In this March 13, 1997 document on the domino effect, the authors warn: "What has not been explored, if the projections prove to be anywhere accurate, is the impact of the year 2000 on the global economy. In reality, all businesses are in a fragile state of balance, each depending on the other for stability."
They avoid discussing the details of this crucial issue. Given the magnitude of the effects of such things as a banking failure or power grid failure, I can hardly blame them. Instead, they discuss how the bad data in a firm's information system can corrupt the entire system. The bad information creates a cascading series of failures that can lead to institutional paralysis: a shut-down.
They do offer this estimate: half of all businesses and governments will have year 2000 problems. They predict that "a significant portion of them will face the scenario described above. Some may go out of business, or in the case of governments, have difficulty collecting taxes or writing checks."
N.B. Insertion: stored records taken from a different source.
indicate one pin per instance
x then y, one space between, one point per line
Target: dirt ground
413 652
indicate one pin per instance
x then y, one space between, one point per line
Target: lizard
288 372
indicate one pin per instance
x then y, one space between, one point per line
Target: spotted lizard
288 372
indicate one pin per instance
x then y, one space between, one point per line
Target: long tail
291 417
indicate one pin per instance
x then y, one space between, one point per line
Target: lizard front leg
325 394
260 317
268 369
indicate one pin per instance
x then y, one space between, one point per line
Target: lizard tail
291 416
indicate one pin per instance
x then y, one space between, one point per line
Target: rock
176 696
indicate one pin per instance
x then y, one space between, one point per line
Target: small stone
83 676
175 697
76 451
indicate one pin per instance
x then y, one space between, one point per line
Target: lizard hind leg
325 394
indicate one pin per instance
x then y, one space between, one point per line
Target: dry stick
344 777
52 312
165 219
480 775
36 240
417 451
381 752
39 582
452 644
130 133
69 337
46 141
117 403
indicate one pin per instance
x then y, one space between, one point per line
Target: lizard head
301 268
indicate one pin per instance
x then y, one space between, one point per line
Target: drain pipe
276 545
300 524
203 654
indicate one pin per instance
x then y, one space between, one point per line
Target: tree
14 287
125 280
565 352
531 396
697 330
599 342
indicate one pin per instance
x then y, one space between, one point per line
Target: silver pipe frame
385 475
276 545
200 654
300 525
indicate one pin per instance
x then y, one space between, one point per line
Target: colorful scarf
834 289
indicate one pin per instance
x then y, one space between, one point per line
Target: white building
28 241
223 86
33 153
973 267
They do not state the obvious: if the banks shut down, just about every business on earth will go out of business, and no government will be able to write checks. Not many of them will be able to survive if taxpayers can't write checks.
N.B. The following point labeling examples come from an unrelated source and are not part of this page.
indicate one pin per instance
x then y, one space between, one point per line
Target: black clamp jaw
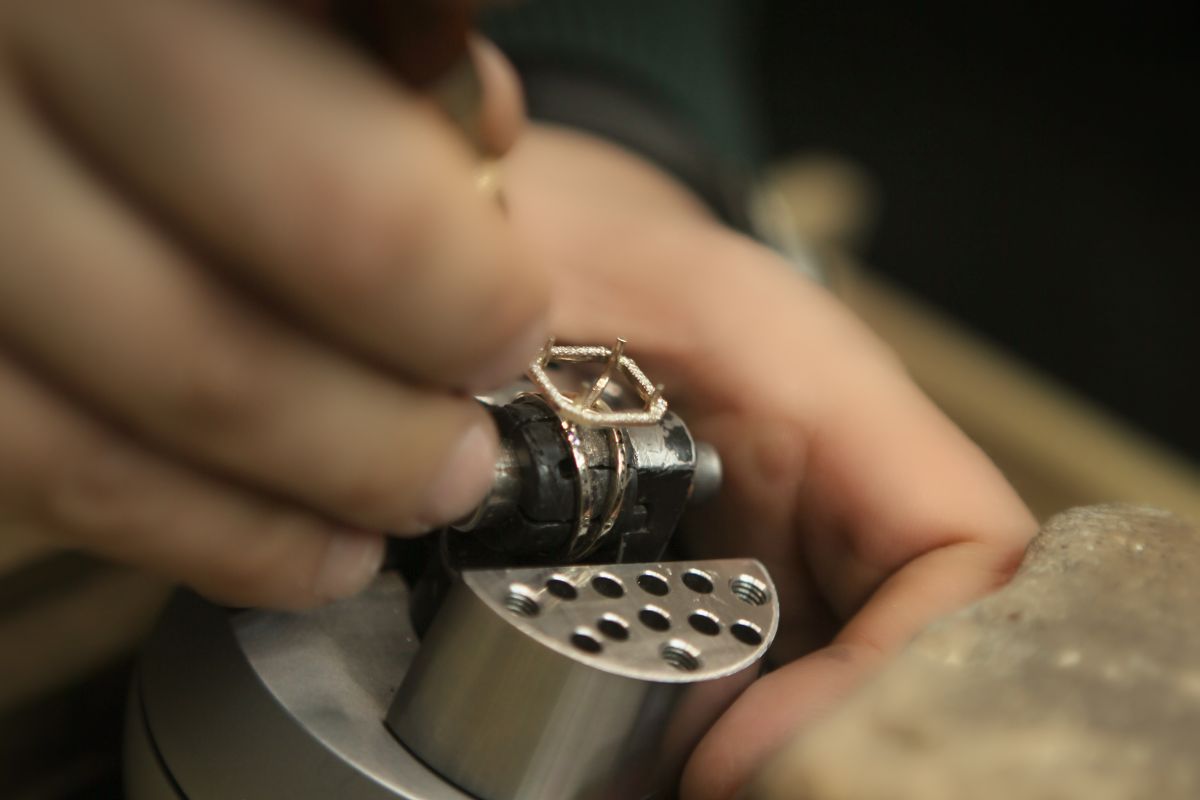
581 476
551 650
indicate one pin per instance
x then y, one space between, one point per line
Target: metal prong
601 383
544 356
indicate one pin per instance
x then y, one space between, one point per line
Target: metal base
271 704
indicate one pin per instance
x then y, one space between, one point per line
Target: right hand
245 281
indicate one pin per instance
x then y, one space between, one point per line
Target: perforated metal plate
675 621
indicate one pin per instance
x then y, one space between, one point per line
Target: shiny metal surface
582 683
273 704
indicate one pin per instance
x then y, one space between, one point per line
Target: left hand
873 512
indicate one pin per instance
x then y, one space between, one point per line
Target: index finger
301 170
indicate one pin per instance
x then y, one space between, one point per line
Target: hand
244 278
873 511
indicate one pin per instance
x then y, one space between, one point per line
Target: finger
503 114
65 474
784 703
301 168
130 324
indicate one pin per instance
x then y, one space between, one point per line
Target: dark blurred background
1037 166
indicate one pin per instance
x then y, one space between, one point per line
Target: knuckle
375 499
267 569
221 389
364 232
95 491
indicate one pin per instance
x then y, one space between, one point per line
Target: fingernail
511 362
465 477
352 560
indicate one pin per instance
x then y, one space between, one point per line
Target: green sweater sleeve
691 60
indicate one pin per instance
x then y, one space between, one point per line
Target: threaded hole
585 641
654 618
613 626
521 601
562 588
747 632
681 655
749 589
653 583
609 585
705 623
697 581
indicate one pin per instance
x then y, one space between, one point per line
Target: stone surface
1080 679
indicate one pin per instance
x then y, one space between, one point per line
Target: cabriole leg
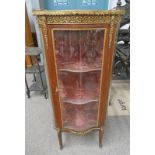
100 136
60 138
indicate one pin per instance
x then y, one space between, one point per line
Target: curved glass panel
78 56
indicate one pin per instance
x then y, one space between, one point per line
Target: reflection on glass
78 59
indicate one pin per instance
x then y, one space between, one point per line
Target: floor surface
41 137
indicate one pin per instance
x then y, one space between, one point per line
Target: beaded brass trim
45 17
77 12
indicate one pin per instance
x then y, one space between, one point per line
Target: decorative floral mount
45 17
78 17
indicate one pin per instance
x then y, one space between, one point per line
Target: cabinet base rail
81 133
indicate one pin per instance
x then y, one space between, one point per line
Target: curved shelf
80 70
79 101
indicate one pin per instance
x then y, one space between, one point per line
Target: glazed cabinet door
78 58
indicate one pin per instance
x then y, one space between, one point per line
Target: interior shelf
79 66
79 101
34 69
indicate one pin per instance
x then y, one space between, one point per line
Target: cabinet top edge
76 12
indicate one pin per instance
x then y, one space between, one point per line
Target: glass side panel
79 59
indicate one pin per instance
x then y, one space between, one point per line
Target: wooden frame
50 20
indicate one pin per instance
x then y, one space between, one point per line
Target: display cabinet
78 49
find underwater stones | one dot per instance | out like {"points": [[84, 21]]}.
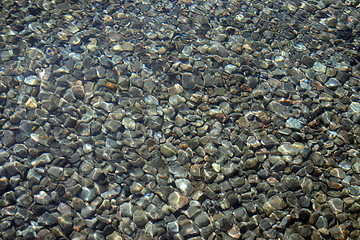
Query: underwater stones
{"points": [[177, 201], [273, 204], [78, 90], [168, 150]]}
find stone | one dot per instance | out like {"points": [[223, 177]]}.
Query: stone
{"points": [[168, 150], [251, 164], [177, 200], [185, 186], [139, 218], [273, 204], [336, 205], [202, 220], [288, 149], [48, 219]]}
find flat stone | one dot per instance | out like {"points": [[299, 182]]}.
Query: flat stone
{"points": [[288, 149], [185, 186], [338, 232], [251, 164], [293, 123], [273, 204], [168, 150], [139, 218], [177, 201], [336, 205], [202, 220]]}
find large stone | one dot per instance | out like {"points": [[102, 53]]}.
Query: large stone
{"points": [[177, 201], [273, 204]]}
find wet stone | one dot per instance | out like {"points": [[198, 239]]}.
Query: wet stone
{"points": [[42, 198], [185, 186], [177, 201], [273, 204], [48, 219], [88, 211], [139, 218], [188, 81], [168, 150]]}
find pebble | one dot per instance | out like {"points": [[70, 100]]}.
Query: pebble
{"points": [[194, 120]]}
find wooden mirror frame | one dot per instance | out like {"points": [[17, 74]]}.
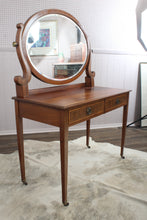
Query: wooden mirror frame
{"points": [[28, 68]]}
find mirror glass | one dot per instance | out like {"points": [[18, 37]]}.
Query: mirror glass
{"points": [[56, 47]]}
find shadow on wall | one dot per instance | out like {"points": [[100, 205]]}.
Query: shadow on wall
{"points": [[141, 6]]}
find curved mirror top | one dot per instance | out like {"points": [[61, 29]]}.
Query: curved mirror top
{"points": [[56, 47]]}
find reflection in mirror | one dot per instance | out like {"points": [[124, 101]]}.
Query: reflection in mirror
{"points": [[56, 47]]}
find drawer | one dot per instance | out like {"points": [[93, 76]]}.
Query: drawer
{"points": [[86, 112], [115, 102]]}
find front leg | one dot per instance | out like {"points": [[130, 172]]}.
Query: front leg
{"points": [[64, 159], [20, 142], [87, 132], [125, 113]]}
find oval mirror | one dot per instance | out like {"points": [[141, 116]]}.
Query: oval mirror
{"points": [[56, 47]]}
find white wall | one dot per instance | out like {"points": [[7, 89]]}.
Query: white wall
{"points": [[111, 29]]}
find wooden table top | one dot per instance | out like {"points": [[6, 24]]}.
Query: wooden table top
{"points": [[65, 97]]}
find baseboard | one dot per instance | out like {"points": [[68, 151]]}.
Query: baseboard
{"points": [[55, 129]]}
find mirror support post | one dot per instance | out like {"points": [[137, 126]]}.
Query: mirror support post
{"points": [[21, 81], [89, 79]]}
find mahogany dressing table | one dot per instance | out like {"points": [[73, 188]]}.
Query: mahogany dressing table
{"points": [[38, 44]]}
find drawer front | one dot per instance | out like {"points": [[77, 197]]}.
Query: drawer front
{"points": [[86, 112], [115, 102]]}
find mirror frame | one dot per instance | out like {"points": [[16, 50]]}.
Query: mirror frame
{"points": [[26, 28]]}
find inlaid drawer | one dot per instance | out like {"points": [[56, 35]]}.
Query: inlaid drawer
{"points": [[115, 102], [85, 112]]}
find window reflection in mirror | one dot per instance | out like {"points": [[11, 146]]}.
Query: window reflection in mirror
{"points": [[56, 47]]}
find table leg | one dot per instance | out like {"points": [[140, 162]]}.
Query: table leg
{"points": [[64, 161], [87, 133], [20, 142], [125, 113]]}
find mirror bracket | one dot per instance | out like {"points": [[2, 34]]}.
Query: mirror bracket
{"points": [[21, 81]]}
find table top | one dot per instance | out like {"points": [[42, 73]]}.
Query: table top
{"points": [[65, 97]]}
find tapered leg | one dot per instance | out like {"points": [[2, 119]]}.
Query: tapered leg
{"points": [[125, 113], [64, 161], [87, 133], [20, 142]]}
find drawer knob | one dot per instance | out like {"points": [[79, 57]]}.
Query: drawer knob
{"points": [[88, 111], [117, 101]]}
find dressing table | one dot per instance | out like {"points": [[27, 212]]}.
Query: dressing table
{"points": [[38, 43]]}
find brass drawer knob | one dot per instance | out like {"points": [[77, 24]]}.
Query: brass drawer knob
{"points": [[14, 44], [89, 111], [117, 101]]}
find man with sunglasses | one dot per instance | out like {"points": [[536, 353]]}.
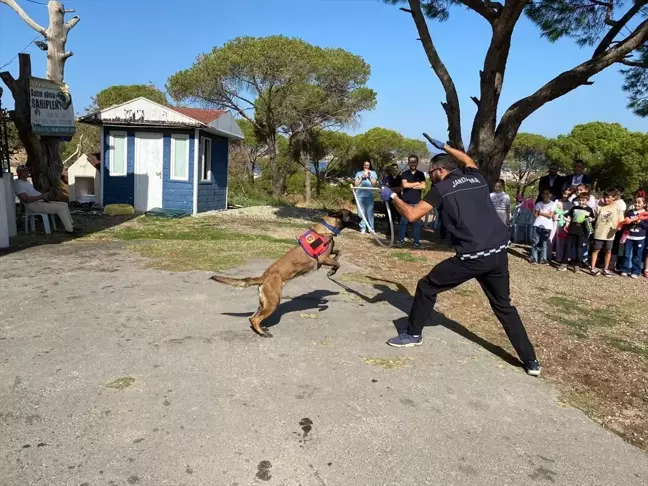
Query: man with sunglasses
{"points": [[480, 239]]}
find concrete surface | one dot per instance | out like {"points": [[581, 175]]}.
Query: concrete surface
{"points": [[213, 404]]}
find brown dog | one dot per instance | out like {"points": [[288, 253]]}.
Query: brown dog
{"points": [[315, 249]]}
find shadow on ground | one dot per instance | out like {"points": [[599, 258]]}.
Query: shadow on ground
{"points": [[402, 300]]}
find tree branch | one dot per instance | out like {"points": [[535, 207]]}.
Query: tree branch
{"points": [[69, 25], [9, 80], [608, 39], [627, 62], [491, 77], [485, 9], [23, 15], [451, 106], [566, 82]]}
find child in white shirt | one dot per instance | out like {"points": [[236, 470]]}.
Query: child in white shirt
{"points": [[542, 226]]}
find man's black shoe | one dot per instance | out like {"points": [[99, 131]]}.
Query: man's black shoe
{"points": [[532, 367]]}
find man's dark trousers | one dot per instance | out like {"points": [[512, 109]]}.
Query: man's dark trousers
{"points": [[492, 274]]}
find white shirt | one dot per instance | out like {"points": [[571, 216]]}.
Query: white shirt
{"points": [[543, 221], [577, 179], [21, 186]]}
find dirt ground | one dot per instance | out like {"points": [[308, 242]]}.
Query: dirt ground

If the national power grid goes down, it will be even worse.
Here is how the authors put it: The extent of the disruption is obviously dependent on the number of organizations that have reached the overload point."
I hate that word, "overload." It makes me think, "power grid." If a nation's power grid goes down, approximately 99% of its organizations are at risk. The mail exceptions are criminal syndicates and churches. The criminal syndicates have guns, and the churches have debts on buildings that only churches would want to own. The criminals will keep their guns; the churches will escape their debts.